My church is preaching a sermon series reflecting on the leadership and choices of the kings of biblical Israel and Judah.  Their stories are old but their inclinations to violence, their neglect of care for the poor and the widow, and their lack of concern for justice are timeless. In a recent sermon I was struck by my pastor’s observation that even those of us who have regularly engaged with the Bible all our lives don’t always know much about the kings, but we do know something of the prophets.  They are, in his words, “the ones who hold the story for God.” And in times like these,  as we descend ever deeper into darkness and inhumanity, they are the ones who share in the pathos of God, to borrow from rabbi Abraham Joshua Heschel. But they also show us the way out. Warmongers in the Middle East and here in the West are creating massive destruction. We too easily and readily live within the world created by their corrupted imagination.  We can’t ignore them. But we don’t have to listen to them. Listen to the prophets, those who hold The Story of God’s shalom, of his kingdom of justice and peace.  They are still among us.  One of our responses is to make sure we’re listening to these voices, amplifying them, and following their lead.  

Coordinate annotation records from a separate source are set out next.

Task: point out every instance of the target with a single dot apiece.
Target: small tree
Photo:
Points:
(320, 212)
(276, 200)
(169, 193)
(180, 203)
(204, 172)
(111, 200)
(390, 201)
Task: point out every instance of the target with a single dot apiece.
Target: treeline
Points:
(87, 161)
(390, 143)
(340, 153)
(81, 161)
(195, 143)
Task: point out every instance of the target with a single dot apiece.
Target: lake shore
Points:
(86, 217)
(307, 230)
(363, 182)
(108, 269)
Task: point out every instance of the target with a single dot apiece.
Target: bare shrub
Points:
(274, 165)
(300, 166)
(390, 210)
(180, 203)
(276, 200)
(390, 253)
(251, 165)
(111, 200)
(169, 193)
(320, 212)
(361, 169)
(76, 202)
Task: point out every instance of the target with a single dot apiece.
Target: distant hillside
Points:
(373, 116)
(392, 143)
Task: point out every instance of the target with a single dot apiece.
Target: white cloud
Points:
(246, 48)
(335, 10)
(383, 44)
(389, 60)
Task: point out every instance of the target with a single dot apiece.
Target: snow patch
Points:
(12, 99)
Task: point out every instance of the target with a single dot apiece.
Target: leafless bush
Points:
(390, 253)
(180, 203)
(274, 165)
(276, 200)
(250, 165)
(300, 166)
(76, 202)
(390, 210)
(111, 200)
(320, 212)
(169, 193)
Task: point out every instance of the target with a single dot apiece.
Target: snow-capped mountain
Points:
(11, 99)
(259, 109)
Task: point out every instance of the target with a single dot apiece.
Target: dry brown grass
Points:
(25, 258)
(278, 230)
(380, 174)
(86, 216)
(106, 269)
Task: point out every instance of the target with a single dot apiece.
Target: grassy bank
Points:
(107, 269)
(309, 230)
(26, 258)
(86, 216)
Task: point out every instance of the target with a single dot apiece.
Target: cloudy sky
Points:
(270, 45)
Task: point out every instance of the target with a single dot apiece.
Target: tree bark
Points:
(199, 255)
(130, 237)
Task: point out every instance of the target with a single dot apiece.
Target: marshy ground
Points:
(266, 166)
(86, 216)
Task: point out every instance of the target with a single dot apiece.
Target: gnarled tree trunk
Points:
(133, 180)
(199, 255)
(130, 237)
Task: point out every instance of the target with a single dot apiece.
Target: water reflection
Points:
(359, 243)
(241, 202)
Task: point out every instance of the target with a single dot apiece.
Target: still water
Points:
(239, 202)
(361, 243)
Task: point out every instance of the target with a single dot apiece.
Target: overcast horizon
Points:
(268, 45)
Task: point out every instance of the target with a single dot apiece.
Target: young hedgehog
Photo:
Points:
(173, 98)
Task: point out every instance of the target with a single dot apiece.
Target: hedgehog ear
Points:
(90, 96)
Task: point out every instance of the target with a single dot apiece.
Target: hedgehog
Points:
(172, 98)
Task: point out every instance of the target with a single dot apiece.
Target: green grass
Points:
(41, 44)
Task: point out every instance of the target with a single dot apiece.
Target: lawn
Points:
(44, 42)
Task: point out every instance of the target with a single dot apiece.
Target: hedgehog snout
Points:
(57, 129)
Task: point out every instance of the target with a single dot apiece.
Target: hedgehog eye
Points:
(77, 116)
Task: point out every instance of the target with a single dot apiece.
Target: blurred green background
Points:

As a Christian, over this past year, I have found myself being drawn more deeply into the life and the person and the divinity of Jesus of Nazareth. The deep love of the maligned and suffering, enemy-loving  Jesus, he who was accused by the religious establishment, executed by one of the great empires of history, mocked and spit upon, all for the threat he posed to those addicted to power, control, exclusion and the violence needed to enforce it all.  This is the Jesus who boldly declared liberation of the captives, vision for the blind, food for the hungry--a new kingdom of justice and mercy, of wholeness and shalom.   

None of these things I believe absolve me from acting.  Jesus is not my cop out, he’s my way out.  What if we who seek to follow him were to repent of our propensity to violence, our fascination with the zero-sum binaries we use to create hierarchies of exclusion, and our failure to demonstrate our love for God by showing love of our neighbor?  We might not solve all the problems that are destroying us but we’d at least stop contributing to them. And imagine what a more generative and healing presence in the world we would be if we joined our voices with others of different faiths and none who also believe in a world more just and whole.  I would argue that the world in all its diversity and complexity needs Christians to mark this day and this moment is by taking Jesus so seriously that we start to live out his calling to be active participants in the work of justice, healing and repair and living reminders that all are made in the image of God, violence begets violence, and the simple truth of Mother Theresa who said, “If we have no peace it’s because we’ve forgotten we belong to each other.”